Disclaimer: OpenMythos is a community-driven theoretical reconstruction. It is not affiliated with or endorsed by Anthropic. All claims about Claude Mythos's architecture are speculative hypotheses backed by publicly available research.
What Is OpenMythos?
On April 21, 2026, Kye Gomez - founder of Swarms AI - published OpenMythos to GitHub. The project is a fully open-source PyTorch reconstruction of the hypothesized architecture behind Anthropic's Claude Mythos model.
The thesis: Claude Mythos achieves its extraordinary reasoning not by stacking hundreds of unique transformer layers, but by looping a compact set of layers multiple times, performing continuous "latent chain-of-thought" reasoning in hidden state space before ever emitting a single output token.

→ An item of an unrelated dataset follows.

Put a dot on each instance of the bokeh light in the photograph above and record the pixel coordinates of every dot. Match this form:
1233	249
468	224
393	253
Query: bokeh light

This idea - a Recurrent-Depth Transformer (RDT) - is grounded in a growing body of 2024–2025 academic research from ICLR, DeepSeek, and multiple independent labs. The architecture combines:
- A three-stage Prelude → Loop → Coda pipeline
- Spectral-radius-constrained hidden state updates (from Parcae architecture)
- Adaptive Computation Time (ACT) halting for per-token variable compute
- Fine-grained Mixture of Experts (MoE) with DeepSeek-V3-style bias-based load balancing
- Multi-Latent Attention (MLA) for 10–20× KV cache reduction
- Depth-wise LoRA adapters for cheap per-loop specialization
Per Blockchain.news, early training runs show 2.67× faster validation steps compared to a baseline dense transformer at the same parameter count.
The Central Hypothesis
The key architectural claim: a 770M-parameter Recurrent-Depth Transformer can match the effective capacity of a standard 1.3B dense transformer, because every parameter is reused N times across loop iterations.

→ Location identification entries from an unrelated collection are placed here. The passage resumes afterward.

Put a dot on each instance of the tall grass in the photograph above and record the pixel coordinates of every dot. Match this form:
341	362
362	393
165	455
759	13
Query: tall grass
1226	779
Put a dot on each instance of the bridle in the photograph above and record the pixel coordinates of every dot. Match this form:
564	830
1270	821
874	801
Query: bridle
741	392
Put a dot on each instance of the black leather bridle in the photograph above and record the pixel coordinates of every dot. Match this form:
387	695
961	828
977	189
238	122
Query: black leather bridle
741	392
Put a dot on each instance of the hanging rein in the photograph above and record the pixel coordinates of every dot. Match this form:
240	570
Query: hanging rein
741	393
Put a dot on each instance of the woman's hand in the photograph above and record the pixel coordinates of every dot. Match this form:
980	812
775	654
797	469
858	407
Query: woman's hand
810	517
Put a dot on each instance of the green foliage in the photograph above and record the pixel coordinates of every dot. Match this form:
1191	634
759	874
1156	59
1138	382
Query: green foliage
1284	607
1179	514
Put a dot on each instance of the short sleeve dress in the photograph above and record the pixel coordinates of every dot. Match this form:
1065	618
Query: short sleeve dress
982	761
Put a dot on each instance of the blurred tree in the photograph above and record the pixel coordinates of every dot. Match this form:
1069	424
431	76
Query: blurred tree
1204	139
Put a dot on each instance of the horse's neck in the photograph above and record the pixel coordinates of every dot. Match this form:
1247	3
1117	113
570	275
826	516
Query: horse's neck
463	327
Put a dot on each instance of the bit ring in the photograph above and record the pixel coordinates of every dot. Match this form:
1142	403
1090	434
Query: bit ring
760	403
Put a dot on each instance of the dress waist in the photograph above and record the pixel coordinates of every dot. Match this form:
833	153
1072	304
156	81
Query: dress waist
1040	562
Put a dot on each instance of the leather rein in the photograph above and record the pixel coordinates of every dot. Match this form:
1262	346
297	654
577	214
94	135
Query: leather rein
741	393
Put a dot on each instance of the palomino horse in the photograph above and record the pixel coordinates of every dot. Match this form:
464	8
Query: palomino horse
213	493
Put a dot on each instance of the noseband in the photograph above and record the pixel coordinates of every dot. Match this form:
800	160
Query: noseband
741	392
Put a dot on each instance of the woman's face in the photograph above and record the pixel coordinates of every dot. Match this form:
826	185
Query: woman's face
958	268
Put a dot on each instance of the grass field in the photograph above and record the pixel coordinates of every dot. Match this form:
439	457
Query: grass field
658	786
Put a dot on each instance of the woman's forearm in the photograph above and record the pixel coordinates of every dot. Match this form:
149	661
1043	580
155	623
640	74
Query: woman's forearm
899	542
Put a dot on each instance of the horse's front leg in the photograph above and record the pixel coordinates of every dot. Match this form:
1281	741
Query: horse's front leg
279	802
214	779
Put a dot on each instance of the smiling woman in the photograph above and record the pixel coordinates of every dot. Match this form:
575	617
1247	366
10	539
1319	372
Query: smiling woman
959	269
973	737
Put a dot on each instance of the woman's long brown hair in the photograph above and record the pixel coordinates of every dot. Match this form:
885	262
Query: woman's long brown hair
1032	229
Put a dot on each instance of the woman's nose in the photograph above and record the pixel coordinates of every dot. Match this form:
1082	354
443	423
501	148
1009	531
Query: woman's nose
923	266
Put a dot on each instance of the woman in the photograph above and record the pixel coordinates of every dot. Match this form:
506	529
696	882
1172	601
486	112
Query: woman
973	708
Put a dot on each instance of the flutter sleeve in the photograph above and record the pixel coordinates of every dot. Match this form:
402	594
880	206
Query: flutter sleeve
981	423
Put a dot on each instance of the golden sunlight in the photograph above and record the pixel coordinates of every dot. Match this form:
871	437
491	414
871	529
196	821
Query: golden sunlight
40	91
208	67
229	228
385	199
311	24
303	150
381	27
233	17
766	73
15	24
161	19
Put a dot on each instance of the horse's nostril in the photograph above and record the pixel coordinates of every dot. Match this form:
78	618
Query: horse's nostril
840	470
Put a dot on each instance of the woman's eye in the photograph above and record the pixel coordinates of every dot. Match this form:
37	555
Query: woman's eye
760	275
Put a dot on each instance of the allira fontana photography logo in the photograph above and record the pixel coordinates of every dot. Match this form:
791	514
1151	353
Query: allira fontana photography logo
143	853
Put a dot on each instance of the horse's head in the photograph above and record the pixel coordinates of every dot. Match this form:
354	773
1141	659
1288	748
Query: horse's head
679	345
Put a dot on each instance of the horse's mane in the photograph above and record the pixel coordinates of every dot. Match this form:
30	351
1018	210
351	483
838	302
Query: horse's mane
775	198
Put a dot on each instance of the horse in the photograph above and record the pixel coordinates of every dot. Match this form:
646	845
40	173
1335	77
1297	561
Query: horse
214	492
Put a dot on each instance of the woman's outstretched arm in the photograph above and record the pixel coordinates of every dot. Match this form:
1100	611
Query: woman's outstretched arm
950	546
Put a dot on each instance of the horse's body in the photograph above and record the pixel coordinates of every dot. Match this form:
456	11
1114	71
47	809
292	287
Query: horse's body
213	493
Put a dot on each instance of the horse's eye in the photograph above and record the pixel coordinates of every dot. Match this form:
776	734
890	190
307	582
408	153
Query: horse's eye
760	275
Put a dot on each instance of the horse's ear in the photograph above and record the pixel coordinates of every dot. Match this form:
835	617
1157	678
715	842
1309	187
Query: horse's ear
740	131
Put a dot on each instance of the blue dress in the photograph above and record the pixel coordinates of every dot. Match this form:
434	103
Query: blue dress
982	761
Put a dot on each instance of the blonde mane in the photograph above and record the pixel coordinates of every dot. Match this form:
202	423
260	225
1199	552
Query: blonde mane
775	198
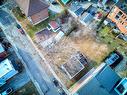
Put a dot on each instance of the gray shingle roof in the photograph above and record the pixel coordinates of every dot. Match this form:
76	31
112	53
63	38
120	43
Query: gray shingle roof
102	84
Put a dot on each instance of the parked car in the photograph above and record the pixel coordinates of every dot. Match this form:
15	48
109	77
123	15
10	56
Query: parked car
7	91
114	59
20	29
121	88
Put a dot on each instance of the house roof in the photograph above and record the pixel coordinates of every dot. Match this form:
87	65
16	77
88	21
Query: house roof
53	24
122	4
102	84
87	18
43	35
31	7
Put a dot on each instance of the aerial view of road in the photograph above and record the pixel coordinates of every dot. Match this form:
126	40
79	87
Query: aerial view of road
33	62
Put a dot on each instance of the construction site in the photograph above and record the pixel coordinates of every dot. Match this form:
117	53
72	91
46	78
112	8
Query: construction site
76	53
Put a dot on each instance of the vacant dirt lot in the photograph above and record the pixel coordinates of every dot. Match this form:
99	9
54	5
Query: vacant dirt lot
83	40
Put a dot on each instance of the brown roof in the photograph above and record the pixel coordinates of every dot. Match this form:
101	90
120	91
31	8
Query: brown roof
31	7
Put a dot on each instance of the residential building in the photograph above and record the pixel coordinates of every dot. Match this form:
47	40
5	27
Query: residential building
35	10
7	71
101	84
118	15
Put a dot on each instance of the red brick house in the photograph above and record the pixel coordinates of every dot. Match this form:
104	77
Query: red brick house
35	10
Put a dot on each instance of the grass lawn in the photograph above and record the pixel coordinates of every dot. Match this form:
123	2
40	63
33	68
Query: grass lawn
30	29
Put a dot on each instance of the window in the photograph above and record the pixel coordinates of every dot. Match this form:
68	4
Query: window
117	17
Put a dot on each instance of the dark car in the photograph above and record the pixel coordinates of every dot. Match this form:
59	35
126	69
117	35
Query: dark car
20	29
7	91
114	59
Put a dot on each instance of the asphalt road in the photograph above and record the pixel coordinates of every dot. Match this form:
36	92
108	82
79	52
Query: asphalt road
33	61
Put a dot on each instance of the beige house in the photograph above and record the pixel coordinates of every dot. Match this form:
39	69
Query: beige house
35	10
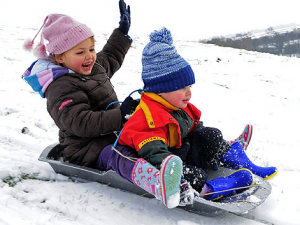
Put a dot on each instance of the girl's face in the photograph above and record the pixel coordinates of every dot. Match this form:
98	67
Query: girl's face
80	58
179	98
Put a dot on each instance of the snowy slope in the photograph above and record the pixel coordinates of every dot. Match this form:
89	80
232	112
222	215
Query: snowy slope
245	87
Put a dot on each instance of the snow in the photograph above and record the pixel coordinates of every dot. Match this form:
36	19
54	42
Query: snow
244	87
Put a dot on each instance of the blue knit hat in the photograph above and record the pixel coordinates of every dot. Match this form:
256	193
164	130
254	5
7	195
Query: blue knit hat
164	70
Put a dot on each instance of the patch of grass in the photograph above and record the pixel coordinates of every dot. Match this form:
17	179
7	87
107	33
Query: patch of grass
12	181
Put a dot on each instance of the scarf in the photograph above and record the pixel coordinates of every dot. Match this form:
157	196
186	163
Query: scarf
41	73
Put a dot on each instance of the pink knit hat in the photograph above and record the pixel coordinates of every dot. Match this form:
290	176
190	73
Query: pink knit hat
62	32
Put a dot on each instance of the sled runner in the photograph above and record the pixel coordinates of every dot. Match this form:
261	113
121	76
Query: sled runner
239	203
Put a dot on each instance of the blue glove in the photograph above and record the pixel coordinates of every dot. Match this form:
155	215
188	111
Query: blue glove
128	107
125	17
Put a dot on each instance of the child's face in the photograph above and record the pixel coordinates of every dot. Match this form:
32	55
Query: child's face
80	58
179	98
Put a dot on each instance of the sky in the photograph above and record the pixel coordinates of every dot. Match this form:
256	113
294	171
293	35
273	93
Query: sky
192	19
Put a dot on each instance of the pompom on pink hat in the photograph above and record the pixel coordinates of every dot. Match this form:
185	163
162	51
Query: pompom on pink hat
62	33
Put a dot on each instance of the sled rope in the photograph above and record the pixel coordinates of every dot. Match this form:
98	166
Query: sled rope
116	142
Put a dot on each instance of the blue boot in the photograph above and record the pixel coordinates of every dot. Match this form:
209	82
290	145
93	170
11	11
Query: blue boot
224	186
236	158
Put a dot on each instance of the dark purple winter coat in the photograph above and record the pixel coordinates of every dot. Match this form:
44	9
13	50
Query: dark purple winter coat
77	104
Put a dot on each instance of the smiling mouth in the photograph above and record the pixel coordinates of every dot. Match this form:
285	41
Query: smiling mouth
87	66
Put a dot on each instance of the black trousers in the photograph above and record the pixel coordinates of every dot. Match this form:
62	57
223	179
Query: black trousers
199	150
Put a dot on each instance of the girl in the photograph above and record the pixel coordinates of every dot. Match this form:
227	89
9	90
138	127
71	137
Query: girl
75	80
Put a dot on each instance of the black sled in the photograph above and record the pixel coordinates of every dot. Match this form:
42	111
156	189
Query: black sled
239	203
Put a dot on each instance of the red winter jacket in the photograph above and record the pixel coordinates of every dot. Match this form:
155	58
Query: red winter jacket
152	129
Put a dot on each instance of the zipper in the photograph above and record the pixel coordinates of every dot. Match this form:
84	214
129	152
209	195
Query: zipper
105	74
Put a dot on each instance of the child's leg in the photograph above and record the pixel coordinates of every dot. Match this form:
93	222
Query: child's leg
206	145
163	183
110	159
245	137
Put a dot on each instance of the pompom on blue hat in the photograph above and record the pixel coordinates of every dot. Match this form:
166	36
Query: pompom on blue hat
164	70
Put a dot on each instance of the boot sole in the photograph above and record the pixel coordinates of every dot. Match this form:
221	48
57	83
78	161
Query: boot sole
170	176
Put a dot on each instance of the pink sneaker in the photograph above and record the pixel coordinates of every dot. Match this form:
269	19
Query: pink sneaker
245	137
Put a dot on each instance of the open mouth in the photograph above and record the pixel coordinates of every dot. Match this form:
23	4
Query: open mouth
87	66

Effective Compute ≈ Parameters × Loop Iterations
vs.
Dense Transformer Effective Compute ≈ Parameters × 1
This means the model can:
- Scale reasoning depth at inference without retraining (run more loops for harder problems)
- Generalize to more loops than it was trained on (depth extrapolation via LoRA clamping)
- Run entirely in continuous latent space - no chain-of-thought token emission required
"A 770M-parameter RDT matches a 1.3B dense model" - MarkTechPost, April 2026
Architecture Overview
The model follows a strict three-stage pipeline:
File: open_mythos/main.py:899–1086
The key insight: Prelude and Coda execute once (fixed compute). The Recurrent Block holds all the reasoning capacity and runs T times. The frozen encoding e is injected at every loop step, preventing the model from "forgetting" the input.
Dissection: Six Novel Mechanisms
4.1 LTI-Stable Injection - The Heartbeat
File: open_mythos/main.py:684–743
The most critical and least obvious component. Without it, looped transformers diverge.
class LTIInjection(nn.Module):
"""Linear Time-Invariant injection with spectral radius < 1 by construction."""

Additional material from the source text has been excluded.